RNAMake-ΔΔG accounts for changes in tectoRNA affinity in a blind prediction challenge. (A) Blind predictions generated with the RNAMake-ΔΔG model agree well with observed values of tectoRNA binding ΔG for 1,536 chip-piece variants (R2 = 0.71). Each set of ΔG values is compared with their respective medians to obtain ΔΔGs. The red dashed line indicates the best-fit line (slope = 0.54); the gray dotted line indicates the line of slope 1. Inset shows the measured binding affinity curves of 2 chip-piece variants. (B) Example 3D trajectories of the chip-piece helix produced during the Monte Carlo sampling for 2 variants whose binding curves are shown in A). For each variant, 250 unbound trajectories (light gray) and 100 bound trajectories are shown (dark gray). All trajectories are aligned by the top base pair.

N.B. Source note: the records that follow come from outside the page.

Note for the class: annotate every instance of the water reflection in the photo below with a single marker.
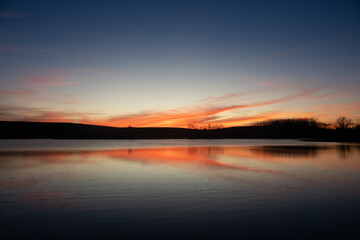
(211, 156)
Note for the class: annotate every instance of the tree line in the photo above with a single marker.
(341, 123)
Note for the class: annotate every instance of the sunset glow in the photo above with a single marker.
(178, 63)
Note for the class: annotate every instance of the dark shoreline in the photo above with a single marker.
(45, 130)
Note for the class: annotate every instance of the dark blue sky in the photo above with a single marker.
(125, 58)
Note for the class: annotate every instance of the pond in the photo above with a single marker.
(178, 189)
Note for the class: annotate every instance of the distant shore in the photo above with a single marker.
(45, 130)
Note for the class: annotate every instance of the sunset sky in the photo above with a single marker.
(178, 63)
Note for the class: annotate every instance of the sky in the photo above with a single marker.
(179, 63)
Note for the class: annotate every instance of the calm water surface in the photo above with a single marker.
(178, 189)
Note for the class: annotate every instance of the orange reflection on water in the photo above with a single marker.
(252, 158)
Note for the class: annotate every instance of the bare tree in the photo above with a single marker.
(343, 123)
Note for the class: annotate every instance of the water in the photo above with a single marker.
(178, 189)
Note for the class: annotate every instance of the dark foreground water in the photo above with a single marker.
(178, 189)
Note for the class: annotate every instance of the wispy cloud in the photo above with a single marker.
(200, 115)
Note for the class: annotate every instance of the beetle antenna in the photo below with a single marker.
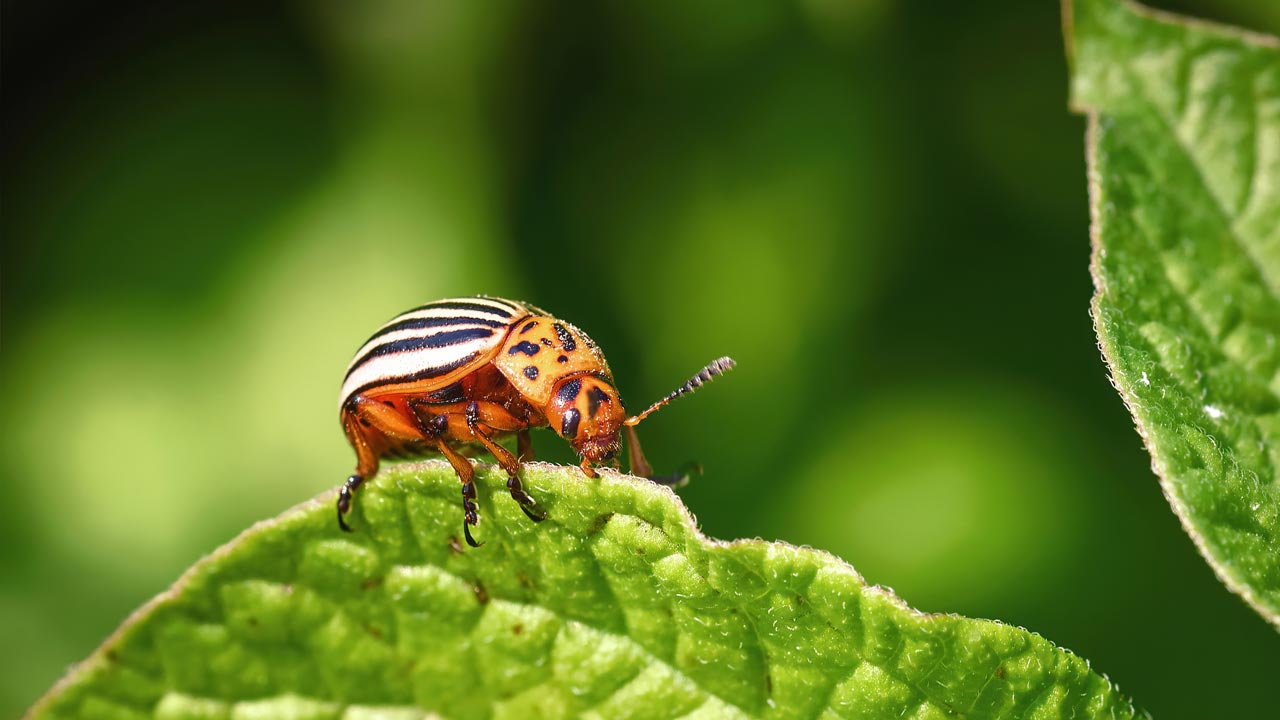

The traces are through the center of each base pair in the helix. (C) Distribution of the terminating base pair of the chip and flow pieces in the partially bound tectoRNA projected on the x-y plane. Distributions were determined using bivariate kernel density estimate smoothing of ∼1,000 bound or partially bound structures sampled from the simulation. The centroids of the distributions are shown as open circles; the black lines connect the centroid of the partially bound structures to the centroid of the bound structures (black dot). (D) Observed (Left) and predicted (Right) affinities for chip-piece helices with the indicated base pair at each position within the helix. Affinities are given as the deviation from the median observed or predicted affinity across all 1,536 variants.
After our blind predictions, we investigated whether the magnitude of the proximity threshold used to evaluate base-pair overlap, the choice of base pair at which to evaluate overlap, and the choice of starting conformation affected the accuracy of the model. There is a large range of proximity thresholds that give similar R2 values, although the slope between our predictions and the observed values changes slightly (SI Appendix, Fig. S4). In addition, our predictions are largely independent of the base pair at which we evaluated overlap as well as the starting conformation for simulations (SI Appendix, Fig. S5).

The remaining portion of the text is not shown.